Albeit less directly, the genome-centric paradigm also affects the assembly of low-abundance strains. A recent large-scale study demonstrated that high-quality metagenome-assembled genomes are generated only for genomes with approximately 10 to 20× coverage, attainable only for the most abundant strains in each sample (9). It is likely that strains with lower abundance simply lack the coverage that will facilitate a high-quality assembly from a single sample. This issue could be addressed by using information from closely-related strains present in other samples, an approach termed “co-assembly.” Co-assembly, however, also introduces additional complexity to the assembly graph, generating branches representing heterogeneity and homology between similar strains from different samples. As with the heterogeneity caveat, assemblers typically break these branches, resulting in fragmented contigs. In some cases, they might even traverse paths through them, introducing chimeras—contigs composed of multiple different strains. Consequently, co-assembly under the genome-centric paradigm reduces the quality of assemblies (17) and is not commonly used in our field (9, 18, 19). We refer to this effect of the genome-centric paradigm on assemblers as the abundance caveat (Fig. 1C).

In summary, the realization of the genome-centric paradigm in metagenomic assembly results in a suboptimal representation of the variability across microbiomes, particularly evident in low-abundance and heterogenous strains. At the heart of both the abundance and heterogeneity caveats is the fact that to comply with the genome-centric paradigm, and generate linear contigs, assemblers need to resolve branching structures. These structures, however, directly encode the genomic variability that we are interested in. It is not a surprise, then, that some reference-based methods attempt to detect exactly these branching structures by analyzing clipped read-mappings or variations in read-coverage (2, 20). We propose a more direct approach.

BEYOND GENOMES: MODELING THE PAN-METAGENOME

In order to model variability within and across microbiomes, we are shifting our analytic representation of metagenomic data away from the genome-centric paradigm, toward the non-linear graph-based representation of the pan-metagenome: the entire collection of genetic elements present across multiple metagenomes (Fig. 1A). We use this representation to better model genomic variability in the microbiome, retaining the non-linear branching structures that encode variability. Being pan-metagenomic, our graph jointly models data from multiple samples. The originating samples of each sequence are recorded, facilitating comparative analyses. As we detail below, our framework also addresses the heterogeneity and abundance caveats (Fig. 1D), and could form the basis for extensive downstream analyses.

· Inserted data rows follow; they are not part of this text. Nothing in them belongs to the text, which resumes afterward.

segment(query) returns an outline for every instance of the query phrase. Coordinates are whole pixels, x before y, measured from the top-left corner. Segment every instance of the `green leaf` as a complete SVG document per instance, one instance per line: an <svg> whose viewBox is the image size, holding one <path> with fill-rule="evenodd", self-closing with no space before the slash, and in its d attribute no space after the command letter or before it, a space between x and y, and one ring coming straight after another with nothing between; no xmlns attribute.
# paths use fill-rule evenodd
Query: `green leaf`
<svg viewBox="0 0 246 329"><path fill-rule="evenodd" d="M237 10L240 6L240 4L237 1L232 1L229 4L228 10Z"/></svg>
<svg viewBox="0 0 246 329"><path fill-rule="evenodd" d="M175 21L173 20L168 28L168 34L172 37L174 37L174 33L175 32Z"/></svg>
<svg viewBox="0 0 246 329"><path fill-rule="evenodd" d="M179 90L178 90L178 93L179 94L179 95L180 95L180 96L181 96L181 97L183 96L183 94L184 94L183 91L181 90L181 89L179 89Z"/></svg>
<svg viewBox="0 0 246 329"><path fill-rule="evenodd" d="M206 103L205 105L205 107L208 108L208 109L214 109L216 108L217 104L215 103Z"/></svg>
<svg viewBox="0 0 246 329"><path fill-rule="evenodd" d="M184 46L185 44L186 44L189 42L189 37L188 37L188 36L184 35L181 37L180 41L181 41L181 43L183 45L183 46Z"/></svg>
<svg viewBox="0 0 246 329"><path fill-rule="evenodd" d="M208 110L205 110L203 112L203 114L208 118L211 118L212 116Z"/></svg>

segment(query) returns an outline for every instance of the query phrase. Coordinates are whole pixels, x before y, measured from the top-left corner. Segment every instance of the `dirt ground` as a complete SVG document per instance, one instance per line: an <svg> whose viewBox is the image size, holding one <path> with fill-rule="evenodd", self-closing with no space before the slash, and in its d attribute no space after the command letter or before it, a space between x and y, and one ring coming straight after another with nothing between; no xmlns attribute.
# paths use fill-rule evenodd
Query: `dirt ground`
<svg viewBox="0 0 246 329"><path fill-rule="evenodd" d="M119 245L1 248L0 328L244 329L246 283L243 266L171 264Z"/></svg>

Heterogeneity induces a complex and nested branching structure in the pan-metagenome. Single nucleotide polymorphisms (SNPs) and small indels occur within larger structural variants, which may themselves show internal repetitive structure or homology to other genomes. In an attempt to construct long, linear contigs, assemblers resolve these branching structures; the consequential loss of variant information is the heterogeneity caveat. While we want to retain these branching structures and the information they encode, we also wish to control and attenuate the complexity of the resulting topology, in order to facilitate downstream analyses. We therefore use sequence homology to determine when branching should occur: sequences that are homologous according to a user-defined threshold are joined together, providing control over the topological complexity of the graph, without falling to the heterogeneity caveat. A similar approach was recently applied to long-read assembly (21). Our ability to simplify topology allows us to reveal the large-scale structural architecture of the pan-metagenome without losing fine-scale variation.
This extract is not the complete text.